A homeless Islington teenager has been lost in the system after council officers failed to support her when she called on them for help.

London Borough of Islington failed to separate the teenager’s need for help from her mother’s homelessness application, and wrongly told her it owed her no duty, a Local Government and Social Care Ombudsman investigation has found.

The teen and her mother had initially been placed by the council in a neighbouring borough when they approached Islington as homeless. But when officers decided the mother was intentionally homeless, the council failed to recognise its separate duties to the girl.

The council told the family they should access children’s services at the neighbouring borough, even though it may have owed a duty under housing legislation.

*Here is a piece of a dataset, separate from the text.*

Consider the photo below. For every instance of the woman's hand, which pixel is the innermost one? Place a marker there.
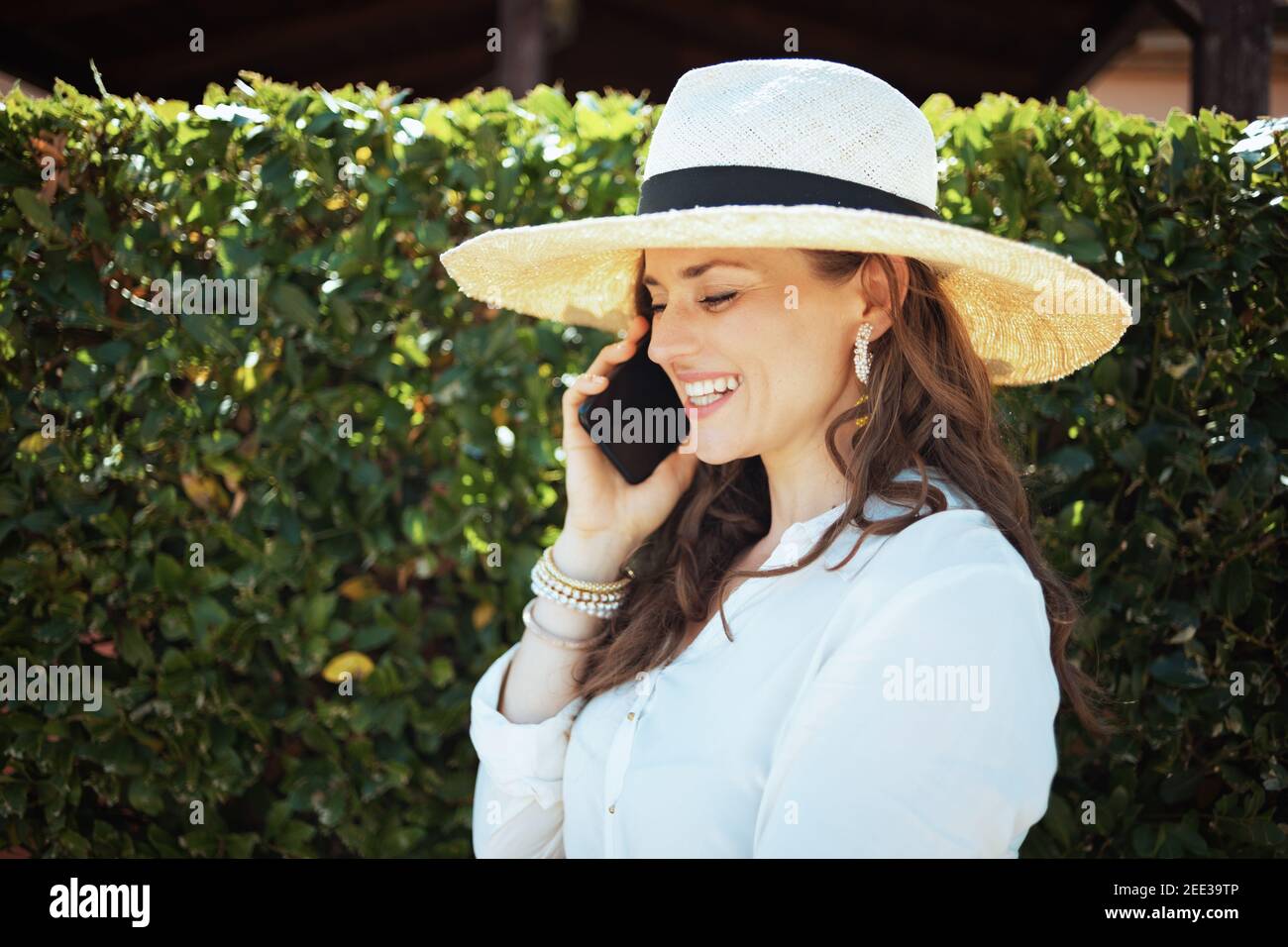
(605, 512)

The Ombudsman’s investigation found the council at fault for failing to provide services to the teenager when she was at risk of homelessness as it should have carried out an assessment to find out what duty it owed her.

Since the Ombudsman’s investigation, the council has tried to contact the teenager to offer her assistance but has been unable to do so.  The teenager’s whereabouts are currently unknown.

Michael King, Local Government and Social Care Ombudsman, said:

“Islington council’s failures in this case have led to a situation where there is genuine concern for the welfare of this young person, as the council can no longer get in contact with her.

“Councils need to recognise the separate duty they have towards children when their parents are made homeless.

“I welcome the steps Islington council has already taken to share the lessons that can be learned from this investigation with its staff to help ensure this situation cannot arise in future.”

The Local Government and Social Care Ombudsman’s role is to remedy injustice and share learning from investigations to help improve public, and adult social care, services.

In this case, the council has agreed to try to contact the teenager and offer to carry out an assessment of her needs in conjunction with its housing department. The council has taken this action but has been unable to contact the girl

If the council believes the neighbouring council is responsible for the teenager under the Children Act 1989, it should work with it to resolve any disputes.  The teenager should not be disadvantaged by any disagreements and the council should provide any necessary services until the disputes are settled.

The council has paid the girl £400 via a relative for the distress caused as a result of its failure to support her.

In addition to these recommendations the council has told the Ombudsman it has held a complaint learning meeting and disseminated the learning across the department. We welcome the positive action the council has taken to learn from this complaint and avoid similar problems for others in future.